It seems like there are several opportunities for Floridians to sign petitions to put cannabis legalization on the 2020 ballot. The latest petition recently started showing up in the mail of registered voters. A new activist group – Make it Legal Florida – has been mailing registered voters a pre-filled petition that contains their name, address and a return stamp to mail it back. All the voter has to do is sign the petition and stick it back in the mail. And it seems like this has been an effective method, as the group already has over 100,000 signatures in only 20 days.
“The response has been absolutely tremendous,” said Nick Hansen, chairman of Make it Legal Florida, who has worked in politics for more than a decade. “I have never seen this level of interest from this number of voters across the state this quickly.”
The new group received permission to start collecting signatures on September 6th, and they have already likely gathered the needed 76,632 verified signatures that are required to trigger a Supreme Court review of their proposed amendment. Like others in the state, their initiative would allow adults 21 and older to purchase cannabis from licensed medical marijuana treatment centers, while requiring things like childproof packaging and banning advertising to anyone under the age of 21.
The biggest difference with the Make it Legal Florida initiative – which stands a good chance of passing with money backing the campaign from medical cannabis brands like Surterra Wellness and MedMen – is the fact that they decided against allowing residents to grow their own cannabis at home.
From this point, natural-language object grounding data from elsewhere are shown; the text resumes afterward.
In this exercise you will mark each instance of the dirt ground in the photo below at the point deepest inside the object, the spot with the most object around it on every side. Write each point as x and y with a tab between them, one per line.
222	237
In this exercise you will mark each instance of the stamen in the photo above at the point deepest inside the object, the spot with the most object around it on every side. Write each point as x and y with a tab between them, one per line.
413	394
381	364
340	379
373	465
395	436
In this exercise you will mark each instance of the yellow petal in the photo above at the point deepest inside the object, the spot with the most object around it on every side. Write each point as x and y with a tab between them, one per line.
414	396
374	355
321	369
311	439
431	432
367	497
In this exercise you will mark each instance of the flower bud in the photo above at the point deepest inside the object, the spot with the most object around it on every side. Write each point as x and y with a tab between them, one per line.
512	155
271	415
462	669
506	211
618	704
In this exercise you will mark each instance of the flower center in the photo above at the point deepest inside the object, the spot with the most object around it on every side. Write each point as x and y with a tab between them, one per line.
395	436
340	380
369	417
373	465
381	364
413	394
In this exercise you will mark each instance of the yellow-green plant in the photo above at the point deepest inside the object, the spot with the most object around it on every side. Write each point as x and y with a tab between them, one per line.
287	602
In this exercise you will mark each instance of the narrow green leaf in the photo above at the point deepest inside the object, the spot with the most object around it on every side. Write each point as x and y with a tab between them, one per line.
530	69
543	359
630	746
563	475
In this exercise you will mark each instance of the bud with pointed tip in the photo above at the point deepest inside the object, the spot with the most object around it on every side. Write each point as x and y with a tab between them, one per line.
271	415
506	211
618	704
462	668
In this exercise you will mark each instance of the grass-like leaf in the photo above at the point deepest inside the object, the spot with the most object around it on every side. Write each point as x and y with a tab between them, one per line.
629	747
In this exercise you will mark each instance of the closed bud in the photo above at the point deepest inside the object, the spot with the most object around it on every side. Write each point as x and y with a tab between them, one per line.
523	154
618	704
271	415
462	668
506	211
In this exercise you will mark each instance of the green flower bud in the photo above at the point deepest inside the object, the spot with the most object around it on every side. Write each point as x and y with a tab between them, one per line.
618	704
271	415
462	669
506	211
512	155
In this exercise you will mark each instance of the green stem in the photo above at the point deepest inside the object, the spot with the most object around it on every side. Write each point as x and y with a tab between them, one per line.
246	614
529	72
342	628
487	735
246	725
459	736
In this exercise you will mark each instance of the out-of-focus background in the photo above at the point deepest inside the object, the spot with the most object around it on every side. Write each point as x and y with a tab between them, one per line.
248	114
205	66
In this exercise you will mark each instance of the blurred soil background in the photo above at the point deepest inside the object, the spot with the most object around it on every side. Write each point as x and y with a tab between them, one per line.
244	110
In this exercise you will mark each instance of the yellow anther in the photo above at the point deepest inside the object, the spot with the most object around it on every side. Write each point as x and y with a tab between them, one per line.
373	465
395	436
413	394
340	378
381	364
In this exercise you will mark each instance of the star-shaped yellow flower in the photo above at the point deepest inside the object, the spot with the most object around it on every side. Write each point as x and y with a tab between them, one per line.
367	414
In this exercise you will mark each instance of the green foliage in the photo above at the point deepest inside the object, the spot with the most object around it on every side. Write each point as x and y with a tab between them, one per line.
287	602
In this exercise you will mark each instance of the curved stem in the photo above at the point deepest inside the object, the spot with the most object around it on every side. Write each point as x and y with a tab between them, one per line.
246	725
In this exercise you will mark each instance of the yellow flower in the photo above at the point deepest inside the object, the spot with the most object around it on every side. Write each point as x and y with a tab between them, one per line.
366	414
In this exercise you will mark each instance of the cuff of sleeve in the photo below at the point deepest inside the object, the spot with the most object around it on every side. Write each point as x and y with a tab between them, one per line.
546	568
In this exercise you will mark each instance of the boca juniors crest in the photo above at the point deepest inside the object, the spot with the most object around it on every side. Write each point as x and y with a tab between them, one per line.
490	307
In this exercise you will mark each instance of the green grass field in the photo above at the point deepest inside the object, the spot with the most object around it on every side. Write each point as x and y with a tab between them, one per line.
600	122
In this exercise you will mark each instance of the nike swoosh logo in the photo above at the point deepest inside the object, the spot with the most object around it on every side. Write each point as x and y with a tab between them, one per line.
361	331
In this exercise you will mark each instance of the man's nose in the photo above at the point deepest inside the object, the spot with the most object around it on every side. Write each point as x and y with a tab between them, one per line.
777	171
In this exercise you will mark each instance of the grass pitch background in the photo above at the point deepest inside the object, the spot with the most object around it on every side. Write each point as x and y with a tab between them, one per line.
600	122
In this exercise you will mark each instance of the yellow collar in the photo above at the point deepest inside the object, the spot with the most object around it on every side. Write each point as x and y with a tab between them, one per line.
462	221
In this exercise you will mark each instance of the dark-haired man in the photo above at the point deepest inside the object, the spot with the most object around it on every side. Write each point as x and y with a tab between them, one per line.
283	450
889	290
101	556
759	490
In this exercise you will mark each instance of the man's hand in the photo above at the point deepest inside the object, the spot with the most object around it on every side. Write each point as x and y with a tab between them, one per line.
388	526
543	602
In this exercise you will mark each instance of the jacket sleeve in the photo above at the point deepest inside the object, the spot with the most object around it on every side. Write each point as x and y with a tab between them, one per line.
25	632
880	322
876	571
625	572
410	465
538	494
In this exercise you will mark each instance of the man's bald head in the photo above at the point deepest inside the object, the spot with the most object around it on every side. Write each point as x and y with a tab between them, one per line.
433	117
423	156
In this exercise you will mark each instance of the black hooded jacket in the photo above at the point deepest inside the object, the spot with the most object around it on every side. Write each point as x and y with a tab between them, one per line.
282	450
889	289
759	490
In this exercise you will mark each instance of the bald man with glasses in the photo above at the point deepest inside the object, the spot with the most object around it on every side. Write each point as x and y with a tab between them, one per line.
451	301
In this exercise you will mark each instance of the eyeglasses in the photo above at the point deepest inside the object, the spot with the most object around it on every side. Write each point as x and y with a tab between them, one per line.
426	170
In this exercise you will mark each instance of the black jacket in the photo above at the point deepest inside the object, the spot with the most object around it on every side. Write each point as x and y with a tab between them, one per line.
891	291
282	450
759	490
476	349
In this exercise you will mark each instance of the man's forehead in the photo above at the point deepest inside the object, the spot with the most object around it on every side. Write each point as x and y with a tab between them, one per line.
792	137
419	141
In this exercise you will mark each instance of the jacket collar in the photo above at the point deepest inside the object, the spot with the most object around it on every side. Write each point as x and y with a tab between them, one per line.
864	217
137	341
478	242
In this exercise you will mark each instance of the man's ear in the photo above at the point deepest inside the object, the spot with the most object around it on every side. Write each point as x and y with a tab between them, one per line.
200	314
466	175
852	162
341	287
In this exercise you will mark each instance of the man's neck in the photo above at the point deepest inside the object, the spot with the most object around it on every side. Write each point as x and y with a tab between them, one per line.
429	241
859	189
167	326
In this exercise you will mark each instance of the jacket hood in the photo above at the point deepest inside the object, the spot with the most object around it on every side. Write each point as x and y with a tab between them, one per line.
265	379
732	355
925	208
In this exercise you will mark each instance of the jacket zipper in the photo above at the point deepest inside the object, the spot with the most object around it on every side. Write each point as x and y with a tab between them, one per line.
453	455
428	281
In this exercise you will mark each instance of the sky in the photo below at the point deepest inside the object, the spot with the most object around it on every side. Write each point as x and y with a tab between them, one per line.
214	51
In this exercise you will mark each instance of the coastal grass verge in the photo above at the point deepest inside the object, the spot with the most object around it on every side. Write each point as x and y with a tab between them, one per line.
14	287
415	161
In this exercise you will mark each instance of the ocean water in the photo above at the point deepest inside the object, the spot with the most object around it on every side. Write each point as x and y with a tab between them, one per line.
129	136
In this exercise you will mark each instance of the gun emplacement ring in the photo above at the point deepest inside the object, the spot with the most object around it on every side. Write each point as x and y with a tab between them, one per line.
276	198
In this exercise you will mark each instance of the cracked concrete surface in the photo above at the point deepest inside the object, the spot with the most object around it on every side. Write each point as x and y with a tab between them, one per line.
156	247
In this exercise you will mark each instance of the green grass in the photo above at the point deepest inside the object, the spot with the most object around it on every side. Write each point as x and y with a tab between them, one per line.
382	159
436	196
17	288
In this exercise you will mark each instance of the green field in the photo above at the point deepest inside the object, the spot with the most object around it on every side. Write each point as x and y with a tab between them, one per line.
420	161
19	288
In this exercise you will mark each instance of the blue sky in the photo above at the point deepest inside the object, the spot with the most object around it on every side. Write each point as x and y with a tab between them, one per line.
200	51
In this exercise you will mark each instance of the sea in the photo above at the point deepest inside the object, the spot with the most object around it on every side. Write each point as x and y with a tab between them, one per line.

“We looked at home grow, and I think it’s something probably for the next chapter of the movement [in] Florida, but at this point, I don’t think it’s something we can get across the finish line at 60-plus [percent],” Hansen says.
Their reasoning is that it would not likely get Supreme Court approval, or the supermajority of 60 percent approval that would be needed to pass. However, Regulate Florida doesn’t seem to agree, as they included home growing and their initiative is currently under Supreme Court review.
“Our whole goal is to give this plant back to the people,” said Michael Minardi, an attorney who is leading the Regulate Florida effort.
Whether this turns out to be cannabis legalization the way most in the state of Florida are hoping for or not, it seems like this group certainly has the funding necessary to reach the 2020 ballot, at the very least. If both initiatives make it to the 2020 ballot, voters will need to carefully look at each initiative and decide which one to vote for, or if they should vote for both, which could complicate things further if more than one amendment is passed.